Tuan Sing, which already owns 50 per cent of the company, has paid A$126.04 million (S$146.7 million) for the remaining stake.
The transaction is expected to be completed before the end of the year, Tuan Sing said in a statement yesterday.
Grand Hotel Group, which owns the Grand Hyatt Melbourne and Hyatt Regency Perth, had a net asset value of A$276.6 million as at July 31.
The occupancy rate at the two hotels was more than 85 per cent last year.
Net property income from the hotels came in at A$23.7 million from January to July, up 2 per cent over the corresponding period last year.
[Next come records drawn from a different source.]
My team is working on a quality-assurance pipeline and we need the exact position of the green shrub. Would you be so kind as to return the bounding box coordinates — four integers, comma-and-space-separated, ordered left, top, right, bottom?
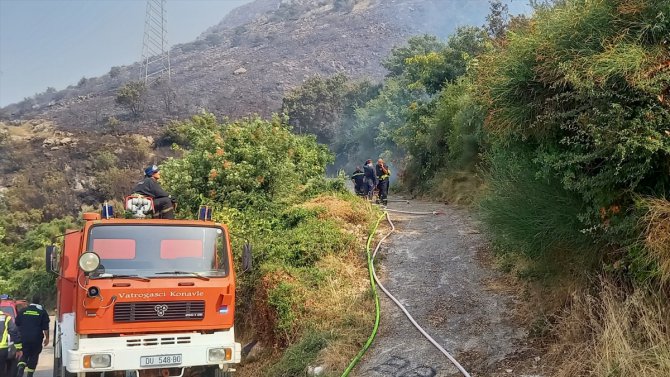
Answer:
265, 332, 330, 377
479, 146, 596, 259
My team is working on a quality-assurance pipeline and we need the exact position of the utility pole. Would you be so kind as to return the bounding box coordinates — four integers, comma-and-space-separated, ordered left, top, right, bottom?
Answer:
140, 0, 171, 84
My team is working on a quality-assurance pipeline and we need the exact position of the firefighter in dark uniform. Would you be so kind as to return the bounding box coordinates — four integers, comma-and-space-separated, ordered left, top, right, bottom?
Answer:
133, 165, 174, 219
16, 297, 49, 377
0, 311, 23, 376
363, 160, 377, 200
351, 166, 368, 196
375, 158, 391, 205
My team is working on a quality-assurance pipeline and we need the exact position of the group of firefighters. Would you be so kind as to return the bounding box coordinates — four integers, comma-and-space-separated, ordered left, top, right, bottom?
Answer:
0, 297, 49, 377
351, 158, 391, 205
133, 158, 391, 219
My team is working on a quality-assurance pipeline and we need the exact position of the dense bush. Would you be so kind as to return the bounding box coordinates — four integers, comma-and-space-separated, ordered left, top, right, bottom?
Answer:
162, 114, 376, 352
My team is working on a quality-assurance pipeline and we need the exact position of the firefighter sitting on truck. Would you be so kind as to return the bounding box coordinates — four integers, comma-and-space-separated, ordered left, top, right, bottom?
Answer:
133, 165, 174, 219
0, 312, 22, 376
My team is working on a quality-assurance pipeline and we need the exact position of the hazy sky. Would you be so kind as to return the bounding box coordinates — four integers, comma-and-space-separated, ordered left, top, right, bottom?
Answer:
0, 0, 251, 106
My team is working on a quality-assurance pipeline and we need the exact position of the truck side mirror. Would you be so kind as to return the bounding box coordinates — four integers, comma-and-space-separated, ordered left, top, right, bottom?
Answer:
242, 242, 253, 272
44, 245, 58, 274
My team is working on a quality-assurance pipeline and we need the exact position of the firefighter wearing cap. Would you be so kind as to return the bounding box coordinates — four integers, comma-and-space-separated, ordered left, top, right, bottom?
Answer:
375, 158, 391, 205
16, 297, 49, 377
0, 312, 23, 376
351, 166, 368, 196
133, 165, 174, 219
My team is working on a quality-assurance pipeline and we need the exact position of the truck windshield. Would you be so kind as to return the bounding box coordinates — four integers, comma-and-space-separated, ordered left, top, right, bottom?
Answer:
86, 225, 229, 278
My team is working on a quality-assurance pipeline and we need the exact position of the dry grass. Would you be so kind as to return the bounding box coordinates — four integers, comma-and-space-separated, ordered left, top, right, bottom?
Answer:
642, 198, 670, 283
305, 252, 374, 371
550, 281, 670, 377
The combined revenue per available room of the two hotels edged up 1 per cent in the same period from last year.
The company has spent more than A$70 million to renovate, upgrade and increase usable space at the two hotels over the past few years, said Mr William Liem, the chief executive of Tuan Sing.
He added that the company is "confident of reaping the benefits from these asset enhancements".
Mr Liem said: "Through a combination of the strategic plans we have in place, we intend to make Grand Hotel Group more efficient and therefore more profitable over time."
Tuan Sing recently posted a 24 per cent decline in net profit for the second quarter ended June 30 to $11.6 million, due to slower progressive recognition of sales at Seletar Park Residence and Sennett Residence and new bookings at Cluny Park Residence.
Tuan Sing also has an industrial services division with tyre distribution and commodities trading activities.
Apart from Australia, Tuan Sing has land in Jiaozhou, Qingdao in China.